Reducing Presto workers on a cluster gracefully shuts down worker nodes so that any running queries do not fail due to the scale in. The Query Termination Grace Period is the maximum time window that is allowed for existing query tasks to complete on Presto workers before forcefully terminating those workers. The default is 10
minutes. The range is between 1
minute and 120
minutes.
Data Lake Settings
Configure the Hive Metastore
Select Attach an Ahana Hive Metastore to provision a Hive Metastore named ahana_hive
that is pre-configured and attached to the Presto cluster.
Select the AWS EC2 instance type to be provisioned for the Hive Metastore Instance Type. The recommended instance type is m5.xlarge.
note
The provisioned Ahana Hive Metastore is pre-integrated with an S3 bucket. You can find information about the S3 bucket at Ahana-managed Hive Metastore and Amazon S3 storage. Use the ahana_hive
name in endpoints to connect to the Hive Metastore.
Enable cluster query log
Select Enable cluster query log to attach the Presto query log to the Ahana-managed Hive Metastore. The Presto Query Log is stored in an S3 bucket by default. The Presto Query Log can optionally be attached to the Presto cluster. Selecting this option creates an external table and view in the attached Hive Metastore for easy access to the query log.
note
Enable cluster query log is available only if Attach an Ahana Hive Metastore is selected.
Configure Data Lake Caching
note
If the selected Worker Node Instance Type is a type d instance - for example, c5d.xlarge
- then both Enable Data IO Cache and Enable Intermediate Result Set Cache are automatically enabled, and use the instance storage instead of AWS EBS SSD volumes.
Select Enable Data IO Cache to configure a local AWS EBS SSD drive for each worker node. The volume size of the the configured AWS EBS SSD is three times the size of the memory of the selected Worker Node Instance Type for the Presto cluster.
Select Enable Intermediate Result Set Cache to cache partially computed results set on the worker node's local AWS EBS SSD. This prevents duplicated computation on multiple queries for improved query performance and decreased CPU usage. The volume size of the AWS EBS SSD for the intermediate result set cache is two times the size of the memory of the selected Worker Node Instance Type for the Presto cluster.
note
Enable Intermediate Result Set Cache is only beneficial for workloads with aggregation queries.
Identity Provider
If an Identity Provider is configured, the Identity Provider pane is displayed and Enable authentication through OIDC is selected.
note
To enable identity providers in Ahana, contact Ahana Support.
Presto Users
Each Presto cluster must have at least one Presto user. Select the Selected checkbox for a Presto user to add that user to the cluster.

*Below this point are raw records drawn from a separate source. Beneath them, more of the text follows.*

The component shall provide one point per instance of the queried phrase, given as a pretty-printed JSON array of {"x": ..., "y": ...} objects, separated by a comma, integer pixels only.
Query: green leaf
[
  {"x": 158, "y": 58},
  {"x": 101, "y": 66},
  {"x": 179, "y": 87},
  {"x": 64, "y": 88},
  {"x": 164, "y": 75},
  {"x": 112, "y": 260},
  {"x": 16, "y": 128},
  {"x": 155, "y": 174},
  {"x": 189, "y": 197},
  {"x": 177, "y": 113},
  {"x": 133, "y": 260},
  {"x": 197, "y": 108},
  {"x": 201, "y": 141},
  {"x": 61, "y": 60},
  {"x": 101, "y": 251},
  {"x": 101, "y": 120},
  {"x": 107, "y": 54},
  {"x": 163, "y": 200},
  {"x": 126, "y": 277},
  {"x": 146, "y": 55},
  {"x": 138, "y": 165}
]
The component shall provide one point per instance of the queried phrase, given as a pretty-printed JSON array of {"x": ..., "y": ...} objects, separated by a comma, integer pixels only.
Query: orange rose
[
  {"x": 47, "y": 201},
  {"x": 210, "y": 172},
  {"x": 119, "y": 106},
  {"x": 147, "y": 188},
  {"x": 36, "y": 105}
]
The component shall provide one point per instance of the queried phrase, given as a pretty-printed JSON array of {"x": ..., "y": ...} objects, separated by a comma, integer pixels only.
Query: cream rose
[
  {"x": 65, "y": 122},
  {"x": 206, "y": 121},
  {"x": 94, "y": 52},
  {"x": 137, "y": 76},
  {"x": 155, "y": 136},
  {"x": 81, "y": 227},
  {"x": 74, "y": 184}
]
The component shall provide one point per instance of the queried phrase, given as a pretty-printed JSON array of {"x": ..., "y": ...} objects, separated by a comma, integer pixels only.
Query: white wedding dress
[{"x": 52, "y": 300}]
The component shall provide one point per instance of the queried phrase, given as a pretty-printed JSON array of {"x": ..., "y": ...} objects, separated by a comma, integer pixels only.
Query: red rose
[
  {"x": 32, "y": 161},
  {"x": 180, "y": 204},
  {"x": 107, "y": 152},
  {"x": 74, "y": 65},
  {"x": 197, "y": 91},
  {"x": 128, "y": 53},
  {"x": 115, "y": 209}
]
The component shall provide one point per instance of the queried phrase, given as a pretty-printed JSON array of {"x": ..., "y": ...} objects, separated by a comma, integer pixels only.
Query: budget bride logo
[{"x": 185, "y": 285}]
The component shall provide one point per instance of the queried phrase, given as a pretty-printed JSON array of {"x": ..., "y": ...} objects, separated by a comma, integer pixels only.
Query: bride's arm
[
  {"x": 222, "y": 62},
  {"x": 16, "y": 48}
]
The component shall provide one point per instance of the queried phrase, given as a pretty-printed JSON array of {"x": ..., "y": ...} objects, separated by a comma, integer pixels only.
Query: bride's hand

Select Create Presto User to create a new Presto user. After you create a Presto user, you can add it to your cluster.
You can also add or remove Presto users after the cluster is created.
Presto user authentication is done over HTTPS to secure your connection to clients such as the Presto CLI, JDBC drivers, and Apache Superset.
info
If you are creating a cluster using an Ahana Compute Plane version below 3.0, the Presto Users pane is not present because Presto clusters created with Ahana Compute Plane versions below 3.0 support only one Presto user per cluster. See Create Single Presto User Cluster Credentials, then return to this page to finish creating the Presto cluster.
Create the Cluster
Select Create Cluster to create the cluster.